For better or worse, we’ve reached the end of a long journey – one that started with a review of an AMD processor, and has ended with the review of an AMD processor. It’s fittingly poetic, but it is also a testament to the fact that we’ve spent the last 27 years doing what we love, covering the chips that are the lifeblood of the computing industry.

A lot of things have changed in the last quarter-century – in 1997 NVIDIA had yet to even coin the term “GPU” – and we’ve been fortunate to watch the world of hardware continue to evolve over the time period. We’ve gone from boxy desktop computers and laptops that today we’d charitably classify as portable desktops, to pocket computers where even the cheapest budget device puts the fastest PC of 1997 to shame.
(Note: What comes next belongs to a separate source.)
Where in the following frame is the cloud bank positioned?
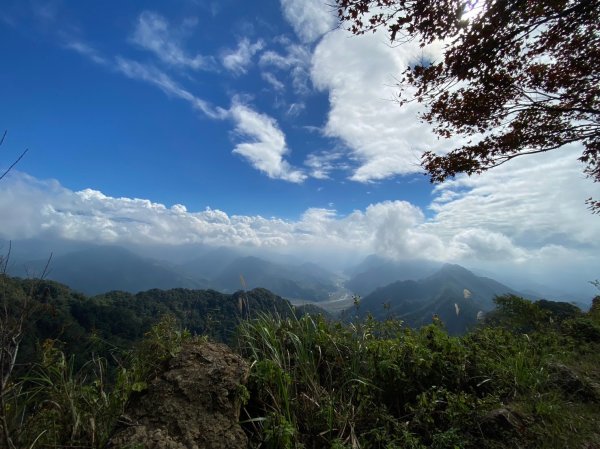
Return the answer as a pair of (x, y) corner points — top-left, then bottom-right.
(0, 149), (600, 294)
The years have also brought some monumental changes to the world of publishing. AnandTech was hardly the first hardware enthusiast website, nor will we be the last. But we were fortunate to thrive in the past couple of decades, when so many of our peers did not, thanks to a combination of hard work, strategic investments in people and products, even more hard work, and the support of our many friends, colleagues, and readers.

Still, few things last forever, and the market for written tech journalism is not what it once was – nor will it ever be again. So, the time has come for AnandTech to wrap up its work, and let the next generation of tech journalists take their place within the zeitgeist.
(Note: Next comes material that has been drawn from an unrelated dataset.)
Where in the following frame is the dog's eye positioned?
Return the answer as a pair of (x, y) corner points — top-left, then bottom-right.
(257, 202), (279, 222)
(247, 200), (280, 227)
It has been my immense privilege to write for AnandTech for the past 19 years – and to manage it as its editor-in-chief for the past decade. And while I carry more than a bit of remorse in being AnandTech’s final boss, I can at least take pride in everything we’ve accomplished over the years, whether it’s lauding some legendary products, writing technology primers that still remain relevant today, or watching new stars rise in expected places. There is still more that I had wanted AnandTech to do, but after 21,500 articles, this was a good start.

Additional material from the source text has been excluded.